This is a list of fun project ideas that no one is currently working on.
a) Publish/Subscribe API
Storage systems have become much more specialized in recent years with each system providing expertise in certain areas—Hadoop and proprietary data warehouses provide batch processing capabilities, Search indexes provide support for complex ranked text queries, and a variety of distributed databases have sprung up. Voldemort is a specialized key-value system, but the same data stored in Voldemort may need to be indexed by search, churned over in Hadoop, or otherwise processed by another system. Each of these systems needs the ability to subscribe to the changes happening in Voldemort and get a stream of such changes that they can process in their own specialized way.
Indeed even Voldemort nodes could subscribe to one another as a quick catch-up mechanism for recovering from failure.
Amazon has implemented this functionality as a “Merkle tree” data structure in their Dynamo system which allows nodes to compare their contents quickly and catch up to differences they have missed, but this is not the only approach. It could be a simple secondary index that implements a node-specific logical counter that tracks modification number for each key.
The api that would be provided would be something like getAllChangesSince(int changeNumber), and this api would provide the latest change for each key.
b) Operational Interface
One of the primary problems for a practical distributed system is knowing the state of the system.

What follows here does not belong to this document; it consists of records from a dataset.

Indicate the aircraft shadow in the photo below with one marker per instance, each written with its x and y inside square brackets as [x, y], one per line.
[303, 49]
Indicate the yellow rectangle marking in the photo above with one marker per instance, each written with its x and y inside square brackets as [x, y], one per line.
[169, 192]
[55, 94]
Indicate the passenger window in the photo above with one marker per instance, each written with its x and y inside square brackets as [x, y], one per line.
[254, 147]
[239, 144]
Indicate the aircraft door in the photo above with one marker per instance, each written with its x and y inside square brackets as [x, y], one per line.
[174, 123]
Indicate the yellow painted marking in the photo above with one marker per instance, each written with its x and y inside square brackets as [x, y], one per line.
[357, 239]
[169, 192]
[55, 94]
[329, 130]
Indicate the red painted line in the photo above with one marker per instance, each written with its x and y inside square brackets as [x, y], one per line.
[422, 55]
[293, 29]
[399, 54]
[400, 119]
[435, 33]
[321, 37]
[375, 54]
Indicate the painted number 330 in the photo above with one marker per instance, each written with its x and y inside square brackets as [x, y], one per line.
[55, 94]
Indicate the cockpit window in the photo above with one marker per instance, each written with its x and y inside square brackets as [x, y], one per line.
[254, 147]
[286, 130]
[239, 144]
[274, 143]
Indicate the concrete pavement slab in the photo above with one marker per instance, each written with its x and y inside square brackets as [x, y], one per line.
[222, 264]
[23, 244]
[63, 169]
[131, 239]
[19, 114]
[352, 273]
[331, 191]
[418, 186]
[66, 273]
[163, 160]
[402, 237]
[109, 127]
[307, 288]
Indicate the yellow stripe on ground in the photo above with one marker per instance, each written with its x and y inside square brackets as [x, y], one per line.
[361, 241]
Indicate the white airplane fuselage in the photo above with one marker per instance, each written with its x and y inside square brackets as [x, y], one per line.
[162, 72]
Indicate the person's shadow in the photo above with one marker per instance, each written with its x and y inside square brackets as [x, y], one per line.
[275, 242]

Voldemort has a rudimentary GUI that provides basic information. This project would be to make a first rate management GUI and corresponding control functionality to be able to know the performance and availability of each node in the system as well as perform more intense operations like starting / stopping nodes, restoring from replication, rebalancing, etc.
c) Scala Voldemort Shell
Voldemort comes with a very simple text shell. A better way to build such a thing is to fully integrate a language with an interpreter and provide a set of predefined administrative commands as functions in the shell. Scala has a flexible syntax and integrates easily with Java so it would be a good choice for such a shell.
d) Support for LevelDB storage engine
Since Voldemort supports a pluggable storage engine interface, we definitely want to try out other solutions. For example, we have a Krati based storage engine in contrib. Another storage engine which is picking up a momentum is Google’s LevelDB . The first phase of this project would require building JNA / JNI bindings for the storage engine followed by the integration with Voldemort.
e) REST based API
Besides the existing Ruby / Python clients having a REST based API would increase adoption amongst the web community. A good v1 could derive ideas from existing well know systems like Riak
f) Memcache protocol support
An easy project would be to provide the same API as Memcache.
g) Duplex request support
Preliminary work has been done to support duplexing the our socket requests. This would minimize the impact of network latency across data-centers. Some initial thoughts can be found here [ http://github.com/kirktrue/voldemort/wiki/Duplex-Request-Response-Communication ]
h) Maven support
We want to add the ability to push jars in a central Maven repository.
i) Better configuration system
The XML files can get really out of control once the cluster size increases. Migrating from XML to YAML would alleviate this problem a bit.
In the long term we would like to come up with a better configuration system ( Explore Zookeeper? )